CS280A Final Project: Custom Background for NeRF

by Junhua (Michael) Ma

Report Paper Presentation Slides

Overview

The goal of this project is to implement a simple and efficient setup for generating custom backgrounds for synthesized views from Neural Radiance Field (NeRF).

The idea is to utilize diffusion models to generate a spherical panorama from an input text prompt, and then render views for the input view directions for the object (with NeRF) and for the background (with spherical projection) simultaneously. Finally, by modifying the volumetric rendering function of NeRF, the rendered background is injected into the final rendered view. Additionally, distortion removal on the rendered background image is an important step to greatly improve the output.

Using the above presented setup which works with any NeRF model, the users can simply provide a text prompt and view direction to synthesize view of the object with a background that fits both the prompt literally and the object geometrically. The user can also specify more than one view directions for the same prompt, which would synthesize a view for each view direction with consistent background.

Results

Prompt: "snowy mountain"

Prompt: "forest"

Prompt: "on the moon with earth in view"

Prompt: "futuristic spaceship"

Prompt: "spacious room with toys on the floor"

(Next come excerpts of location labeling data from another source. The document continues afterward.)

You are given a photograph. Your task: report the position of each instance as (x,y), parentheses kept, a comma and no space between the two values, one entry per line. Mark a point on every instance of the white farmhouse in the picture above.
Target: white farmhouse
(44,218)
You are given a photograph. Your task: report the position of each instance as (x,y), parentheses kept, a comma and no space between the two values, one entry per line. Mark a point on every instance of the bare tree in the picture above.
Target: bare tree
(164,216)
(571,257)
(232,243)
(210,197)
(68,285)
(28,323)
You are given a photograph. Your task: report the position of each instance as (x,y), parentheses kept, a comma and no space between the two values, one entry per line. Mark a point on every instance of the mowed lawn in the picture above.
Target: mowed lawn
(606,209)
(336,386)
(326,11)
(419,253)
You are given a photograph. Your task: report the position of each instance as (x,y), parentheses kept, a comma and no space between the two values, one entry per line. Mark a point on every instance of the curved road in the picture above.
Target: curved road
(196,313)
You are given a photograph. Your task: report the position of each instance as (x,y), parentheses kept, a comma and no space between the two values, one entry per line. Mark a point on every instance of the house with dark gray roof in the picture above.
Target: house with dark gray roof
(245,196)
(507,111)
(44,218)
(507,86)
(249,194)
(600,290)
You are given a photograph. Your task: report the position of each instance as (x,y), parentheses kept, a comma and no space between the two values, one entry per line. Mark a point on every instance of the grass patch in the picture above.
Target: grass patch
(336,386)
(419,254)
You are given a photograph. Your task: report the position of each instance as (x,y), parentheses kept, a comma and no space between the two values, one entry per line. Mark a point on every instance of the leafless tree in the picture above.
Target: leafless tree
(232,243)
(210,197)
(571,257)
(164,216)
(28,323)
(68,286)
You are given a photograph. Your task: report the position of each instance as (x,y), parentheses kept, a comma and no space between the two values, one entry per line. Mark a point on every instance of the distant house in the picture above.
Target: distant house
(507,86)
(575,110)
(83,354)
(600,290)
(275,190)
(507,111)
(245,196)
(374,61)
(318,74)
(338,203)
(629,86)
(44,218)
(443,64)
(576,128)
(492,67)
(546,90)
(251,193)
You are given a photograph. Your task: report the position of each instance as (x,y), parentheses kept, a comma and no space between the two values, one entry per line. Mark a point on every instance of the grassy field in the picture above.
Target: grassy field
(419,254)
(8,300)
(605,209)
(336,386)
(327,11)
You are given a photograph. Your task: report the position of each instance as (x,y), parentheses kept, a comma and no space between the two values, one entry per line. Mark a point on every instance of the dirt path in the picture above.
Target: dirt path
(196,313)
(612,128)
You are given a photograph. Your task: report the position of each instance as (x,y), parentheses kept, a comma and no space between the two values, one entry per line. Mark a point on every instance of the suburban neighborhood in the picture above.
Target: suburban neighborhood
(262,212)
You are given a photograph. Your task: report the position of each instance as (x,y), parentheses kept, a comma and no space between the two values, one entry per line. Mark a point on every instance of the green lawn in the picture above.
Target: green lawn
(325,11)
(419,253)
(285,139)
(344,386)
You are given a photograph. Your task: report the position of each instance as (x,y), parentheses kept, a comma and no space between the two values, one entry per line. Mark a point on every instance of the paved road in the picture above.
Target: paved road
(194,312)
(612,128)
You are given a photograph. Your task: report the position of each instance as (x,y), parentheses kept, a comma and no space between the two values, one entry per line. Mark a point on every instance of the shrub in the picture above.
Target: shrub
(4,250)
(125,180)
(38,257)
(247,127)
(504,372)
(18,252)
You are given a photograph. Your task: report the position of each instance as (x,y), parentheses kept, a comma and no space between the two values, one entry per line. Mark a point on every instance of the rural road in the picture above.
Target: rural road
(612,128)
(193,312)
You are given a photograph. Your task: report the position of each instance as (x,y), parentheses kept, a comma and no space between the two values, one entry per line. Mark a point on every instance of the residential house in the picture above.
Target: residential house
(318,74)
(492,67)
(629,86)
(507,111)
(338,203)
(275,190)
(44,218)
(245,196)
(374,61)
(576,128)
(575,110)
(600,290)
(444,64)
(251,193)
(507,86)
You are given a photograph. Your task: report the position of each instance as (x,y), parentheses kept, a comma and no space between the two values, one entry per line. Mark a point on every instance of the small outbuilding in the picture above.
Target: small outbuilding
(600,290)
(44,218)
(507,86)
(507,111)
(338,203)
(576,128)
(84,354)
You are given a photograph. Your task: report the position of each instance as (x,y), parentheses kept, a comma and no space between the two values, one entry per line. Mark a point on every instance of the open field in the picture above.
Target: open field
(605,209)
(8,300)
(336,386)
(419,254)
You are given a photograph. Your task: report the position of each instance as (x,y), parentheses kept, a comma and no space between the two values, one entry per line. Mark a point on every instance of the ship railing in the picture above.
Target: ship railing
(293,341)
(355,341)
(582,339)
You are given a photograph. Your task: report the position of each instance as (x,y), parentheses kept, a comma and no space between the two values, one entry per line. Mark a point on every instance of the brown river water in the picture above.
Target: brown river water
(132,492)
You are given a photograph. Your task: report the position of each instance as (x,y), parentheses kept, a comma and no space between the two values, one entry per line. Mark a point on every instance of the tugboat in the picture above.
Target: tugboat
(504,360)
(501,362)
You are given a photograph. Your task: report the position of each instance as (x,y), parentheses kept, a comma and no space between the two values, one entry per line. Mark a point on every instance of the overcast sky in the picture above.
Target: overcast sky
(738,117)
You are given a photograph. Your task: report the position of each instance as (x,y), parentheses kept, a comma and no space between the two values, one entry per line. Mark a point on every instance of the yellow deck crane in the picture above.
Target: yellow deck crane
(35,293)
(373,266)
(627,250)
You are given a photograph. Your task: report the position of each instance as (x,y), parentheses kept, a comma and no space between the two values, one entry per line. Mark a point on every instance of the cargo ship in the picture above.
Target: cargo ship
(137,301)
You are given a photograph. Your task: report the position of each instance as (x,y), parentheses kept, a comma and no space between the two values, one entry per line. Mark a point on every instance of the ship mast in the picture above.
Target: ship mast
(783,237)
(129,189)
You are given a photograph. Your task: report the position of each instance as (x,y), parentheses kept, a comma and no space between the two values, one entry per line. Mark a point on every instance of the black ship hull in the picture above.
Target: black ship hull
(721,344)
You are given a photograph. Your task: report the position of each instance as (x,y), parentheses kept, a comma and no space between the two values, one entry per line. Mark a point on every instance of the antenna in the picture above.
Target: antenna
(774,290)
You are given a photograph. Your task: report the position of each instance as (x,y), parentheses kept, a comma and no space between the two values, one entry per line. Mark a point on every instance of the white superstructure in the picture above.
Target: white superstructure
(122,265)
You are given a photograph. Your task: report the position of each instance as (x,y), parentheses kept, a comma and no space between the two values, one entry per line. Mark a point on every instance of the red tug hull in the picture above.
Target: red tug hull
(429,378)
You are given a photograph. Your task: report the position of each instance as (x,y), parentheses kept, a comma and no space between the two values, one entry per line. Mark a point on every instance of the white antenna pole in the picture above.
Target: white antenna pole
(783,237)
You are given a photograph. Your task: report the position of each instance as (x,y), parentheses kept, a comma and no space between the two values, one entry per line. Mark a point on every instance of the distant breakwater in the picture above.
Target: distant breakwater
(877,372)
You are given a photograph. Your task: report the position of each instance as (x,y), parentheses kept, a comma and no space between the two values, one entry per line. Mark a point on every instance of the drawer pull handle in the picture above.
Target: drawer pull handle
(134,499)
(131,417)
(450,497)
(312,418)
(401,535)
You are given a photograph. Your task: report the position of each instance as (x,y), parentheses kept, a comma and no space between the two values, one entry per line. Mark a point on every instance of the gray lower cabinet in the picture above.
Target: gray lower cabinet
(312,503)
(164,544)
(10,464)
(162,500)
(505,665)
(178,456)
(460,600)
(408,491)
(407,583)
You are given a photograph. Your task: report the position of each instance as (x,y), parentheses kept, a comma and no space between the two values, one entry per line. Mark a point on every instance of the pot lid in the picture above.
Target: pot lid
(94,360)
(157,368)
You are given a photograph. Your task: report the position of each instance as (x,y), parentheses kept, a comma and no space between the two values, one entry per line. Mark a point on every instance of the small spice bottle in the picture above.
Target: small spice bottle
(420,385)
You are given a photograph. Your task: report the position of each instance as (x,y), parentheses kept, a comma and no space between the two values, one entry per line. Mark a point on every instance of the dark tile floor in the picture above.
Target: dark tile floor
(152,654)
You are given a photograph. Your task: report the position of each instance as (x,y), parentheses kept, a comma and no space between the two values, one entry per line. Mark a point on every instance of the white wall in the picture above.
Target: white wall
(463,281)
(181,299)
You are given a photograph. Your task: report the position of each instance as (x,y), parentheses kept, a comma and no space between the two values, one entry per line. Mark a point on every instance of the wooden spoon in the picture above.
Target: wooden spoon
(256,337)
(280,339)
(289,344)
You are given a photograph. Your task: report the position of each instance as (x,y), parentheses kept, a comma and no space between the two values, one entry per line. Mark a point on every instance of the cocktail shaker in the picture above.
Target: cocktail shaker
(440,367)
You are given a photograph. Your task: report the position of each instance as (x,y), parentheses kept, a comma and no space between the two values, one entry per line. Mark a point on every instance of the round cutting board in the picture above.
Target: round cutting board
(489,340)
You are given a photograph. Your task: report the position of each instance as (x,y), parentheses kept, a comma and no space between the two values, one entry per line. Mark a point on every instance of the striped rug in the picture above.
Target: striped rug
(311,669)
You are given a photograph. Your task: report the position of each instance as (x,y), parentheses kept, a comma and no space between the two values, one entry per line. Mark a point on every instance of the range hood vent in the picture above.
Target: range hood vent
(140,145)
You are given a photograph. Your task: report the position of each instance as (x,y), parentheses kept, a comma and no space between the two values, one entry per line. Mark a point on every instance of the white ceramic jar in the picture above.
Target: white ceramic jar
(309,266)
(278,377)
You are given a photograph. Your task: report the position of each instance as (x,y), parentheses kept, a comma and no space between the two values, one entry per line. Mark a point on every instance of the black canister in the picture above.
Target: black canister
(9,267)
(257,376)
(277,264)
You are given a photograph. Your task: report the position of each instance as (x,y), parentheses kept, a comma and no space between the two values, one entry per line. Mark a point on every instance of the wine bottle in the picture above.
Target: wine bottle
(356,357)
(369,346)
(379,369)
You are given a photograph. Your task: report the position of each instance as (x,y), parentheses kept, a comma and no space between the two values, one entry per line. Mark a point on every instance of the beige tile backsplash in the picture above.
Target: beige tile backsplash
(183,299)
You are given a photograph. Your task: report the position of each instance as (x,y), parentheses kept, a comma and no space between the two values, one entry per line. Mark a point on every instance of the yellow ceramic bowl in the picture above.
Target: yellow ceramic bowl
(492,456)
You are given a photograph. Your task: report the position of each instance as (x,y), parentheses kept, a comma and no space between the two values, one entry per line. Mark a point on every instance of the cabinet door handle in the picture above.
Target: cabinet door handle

The above results use the same set of view directions that generally produce the best results. However, the setup can work for any view directions which covers the entire hemisphere of possible view directions. The results at various different view directions are shown below.

Methodologies

In this section, an overview of the main components of the setup is presented. More technical details can be found in the report paper.

Generating Views from Spherical Panorama

Distortion Removal

NeRF Background Injection

Limitations & Future Directions

Limitation #1: Lighting & Shadows

The current setup does not account for lighting and shadows which will make the synthesized views more realistic.

Limitation #2: Lack of Generalized Setup for All View Directions

The current setup requires manual tuning of some parameters for different vertical view directions (camera height above ground).